Утром следующего понедельника началась процедура уничтожения «ПМ Капитал», и Пит Мерсер ушел с фондового рынка. Он распродал все активы и вернул деньги клиентам – с изрядными процентами, если верить «Уолл-стрит-джорнэл». В той же статье говорилось, что с начала Великой рецессии каждый второй доллар его фонда был вложен в золото.
На мои сообщения и звонки Мерсер не отвечал.
Что же он будет делать? – гадал я, читая о нем в новостях. Теперь, когда все модели разрушены, все портфели ликвидированы, трейдеры отправлены домой, столы опустошены и мониторы выключены – что будет делать этот человек?
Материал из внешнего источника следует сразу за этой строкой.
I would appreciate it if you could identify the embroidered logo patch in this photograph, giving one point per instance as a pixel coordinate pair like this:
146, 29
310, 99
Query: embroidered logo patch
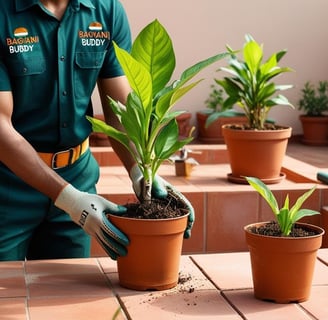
94, 36
21, 41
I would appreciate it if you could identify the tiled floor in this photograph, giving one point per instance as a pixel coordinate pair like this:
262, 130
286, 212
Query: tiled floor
218, 202
218, 286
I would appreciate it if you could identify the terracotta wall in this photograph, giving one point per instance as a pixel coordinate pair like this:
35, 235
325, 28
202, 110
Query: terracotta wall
202, 28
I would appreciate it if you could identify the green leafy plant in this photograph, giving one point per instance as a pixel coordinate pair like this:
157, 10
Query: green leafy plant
314, 100
151, 132
286, 216
250, 84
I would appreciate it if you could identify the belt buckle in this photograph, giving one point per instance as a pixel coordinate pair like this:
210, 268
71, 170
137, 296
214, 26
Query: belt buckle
56, 154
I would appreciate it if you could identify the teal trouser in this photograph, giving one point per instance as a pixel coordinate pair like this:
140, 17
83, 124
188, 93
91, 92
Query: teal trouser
32, 227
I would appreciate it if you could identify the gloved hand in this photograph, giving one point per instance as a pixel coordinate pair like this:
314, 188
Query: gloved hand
88, 211
160, 191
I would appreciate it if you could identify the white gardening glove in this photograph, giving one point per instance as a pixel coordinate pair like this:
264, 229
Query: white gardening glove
88, 211
160, 190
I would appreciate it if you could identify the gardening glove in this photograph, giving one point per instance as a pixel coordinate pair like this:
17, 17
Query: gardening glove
89, 212
160, 191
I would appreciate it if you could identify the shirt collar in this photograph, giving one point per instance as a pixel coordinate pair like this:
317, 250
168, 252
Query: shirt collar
22, 5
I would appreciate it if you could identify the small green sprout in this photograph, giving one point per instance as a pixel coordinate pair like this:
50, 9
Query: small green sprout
286, 217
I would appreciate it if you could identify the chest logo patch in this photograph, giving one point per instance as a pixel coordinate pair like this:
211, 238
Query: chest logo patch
94, 36
21, 41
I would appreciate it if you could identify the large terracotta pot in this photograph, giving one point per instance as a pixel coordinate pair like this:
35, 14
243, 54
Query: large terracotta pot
256, 153
153, 258
213, 133
315, 130
282, 267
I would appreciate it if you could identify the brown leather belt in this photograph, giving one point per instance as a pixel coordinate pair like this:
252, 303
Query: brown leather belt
64, 158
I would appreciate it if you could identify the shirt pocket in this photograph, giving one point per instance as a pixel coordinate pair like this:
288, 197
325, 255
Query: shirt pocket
27, 66
88, 65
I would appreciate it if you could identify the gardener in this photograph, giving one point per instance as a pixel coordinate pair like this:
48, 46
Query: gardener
52, 54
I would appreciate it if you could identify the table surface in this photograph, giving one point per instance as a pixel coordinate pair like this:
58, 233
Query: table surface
217, 286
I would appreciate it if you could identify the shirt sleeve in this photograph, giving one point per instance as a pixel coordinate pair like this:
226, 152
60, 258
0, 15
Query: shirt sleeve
5, 84
121, 35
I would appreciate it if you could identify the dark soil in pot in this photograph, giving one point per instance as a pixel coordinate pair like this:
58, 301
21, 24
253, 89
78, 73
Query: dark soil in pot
272, 229
170, 207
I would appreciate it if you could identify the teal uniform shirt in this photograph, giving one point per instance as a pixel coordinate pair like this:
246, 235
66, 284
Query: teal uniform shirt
52, 66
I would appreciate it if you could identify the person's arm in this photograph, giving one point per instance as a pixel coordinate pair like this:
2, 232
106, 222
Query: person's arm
21, 158
86, 210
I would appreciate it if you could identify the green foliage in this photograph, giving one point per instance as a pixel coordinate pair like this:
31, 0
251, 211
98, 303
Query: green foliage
286, 216
314, 100
215, 99
215, 104
250, 84
151, 132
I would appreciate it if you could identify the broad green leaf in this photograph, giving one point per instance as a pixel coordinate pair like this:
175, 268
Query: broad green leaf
265, 192
151, 47
138, 76
253, 55
101, 127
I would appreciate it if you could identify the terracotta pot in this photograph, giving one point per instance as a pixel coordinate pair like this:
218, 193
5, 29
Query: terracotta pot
282, 267
315, 130
256, 153
183, 168
153, 258
213, 134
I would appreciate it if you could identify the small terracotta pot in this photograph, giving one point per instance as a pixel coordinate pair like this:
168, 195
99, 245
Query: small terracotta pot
153, 258
183, 168
213, 133
315, 130
256, 153
282, 267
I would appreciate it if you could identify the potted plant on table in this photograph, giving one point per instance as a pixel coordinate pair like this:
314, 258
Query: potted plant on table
210, 120
150, 134
258, 147
314, 102
283, 252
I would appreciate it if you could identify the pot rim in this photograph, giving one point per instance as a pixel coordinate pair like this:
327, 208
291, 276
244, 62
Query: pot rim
318, 229
147, 220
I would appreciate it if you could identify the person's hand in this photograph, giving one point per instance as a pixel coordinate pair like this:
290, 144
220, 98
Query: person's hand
89, 211
160, 191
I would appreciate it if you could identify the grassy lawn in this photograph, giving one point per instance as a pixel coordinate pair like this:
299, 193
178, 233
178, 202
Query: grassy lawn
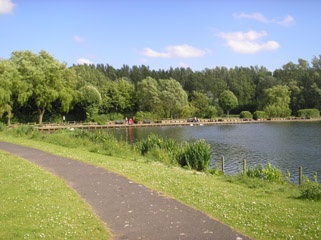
35, 204
259, 209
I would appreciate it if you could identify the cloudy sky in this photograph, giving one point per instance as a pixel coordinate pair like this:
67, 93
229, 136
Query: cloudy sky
164, 33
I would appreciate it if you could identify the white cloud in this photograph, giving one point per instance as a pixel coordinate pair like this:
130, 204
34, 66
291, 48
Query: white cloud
289, 20
82, 61
79, 39
256, 16
247, 42
6, 6
286, 21
183, 65
178, 51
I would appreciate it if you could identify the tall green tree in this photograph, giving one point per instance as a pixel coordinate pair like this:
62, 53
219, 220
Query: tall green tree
173, 97
148, 95
277, 101
201, 105
44, 76
228, 101
90, 100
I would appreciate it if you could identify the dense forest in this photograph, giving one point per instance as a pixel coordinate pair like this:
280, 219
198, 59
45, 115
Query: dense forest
39, 88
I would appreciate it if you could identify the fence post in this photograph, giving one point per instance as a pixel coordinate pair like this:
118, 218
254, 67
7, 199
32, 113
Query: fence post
244, 166
300, 175
223, 164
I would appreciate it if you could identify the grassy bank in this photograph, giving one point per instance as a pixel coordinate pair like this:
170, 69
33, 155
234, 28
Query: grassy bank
35, 204
258, 208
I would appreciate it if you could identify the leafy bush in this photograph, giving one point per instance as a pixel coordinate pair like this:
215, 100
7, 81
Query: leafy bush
25, 130
100, 118
308, 113
311, 189
274, 110
246, 114
3, 127
270, 173
196, 156
259, 115
141, 116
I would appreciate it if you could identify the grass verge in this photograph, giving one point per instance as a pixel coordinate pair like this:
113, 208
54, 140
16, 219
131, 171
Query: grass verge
254, 207
35, 204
«Уолл-стрит-джорнэл» выяснил, что его личная прибыль после закрытия корпорации составила примерно 4,9 миллиарда долларов. Значит, ответ ясен: делать он может все, что взбредет в голову. За такими деньгами нужен присмотр. Возможно, подумал я, он просто хочет делать это из дома, в окружении компьютеров и мониторов. Ни на минуту не покидать наблюдательного пункта – и из эксцентричного богача превратиться в самого настоящего затворника. А может, он последует примеру американских нуворишей, нынешних миллиардеров, разбогатевших на техническом прогрессе: начнет хвататься за все, что попадется под руку, скупать яхты, футбольные команды, вложит кучу денег в уничтожение малярии. Или же станет дауншифтером: наденет новые туристические ботинки, рюкзак и отправится в путешествие по Индии, Непалу и Тибету, будет сидеть у ног золотых Будд и на холмах, с которых открывается вид на заснеженные горные вершины. Несмотря на языковые и культурные барьеры, однажды он обретет то, что ускользало от него все эти годы протирания штанов за письменным столом: душевный покой. Его великолепное финансовое прошлое вскоре забудется, превратившись в слабый отголосок где-то в самом низу цепочки кармических перерождений. Или он женится, заведет детей и посвятит дни тому, что определяет жизнь большинства людей его возраста: пеленкам, детским праздникам и прогулкам в парке. Предаваясь этим безыскусным радостям, он наконец обретет свое место в жизни – к собственному бесконечному удивлению. Или же отправится в Израиль, как и говорил. Может, эти планы еще в силе. Он превратит Сеир в пригодное для жизни место, даже роскошное. В конце концов, чего не сделаешь на пять миллиардов долларов? Можно в прямом смысле слова изменить мир.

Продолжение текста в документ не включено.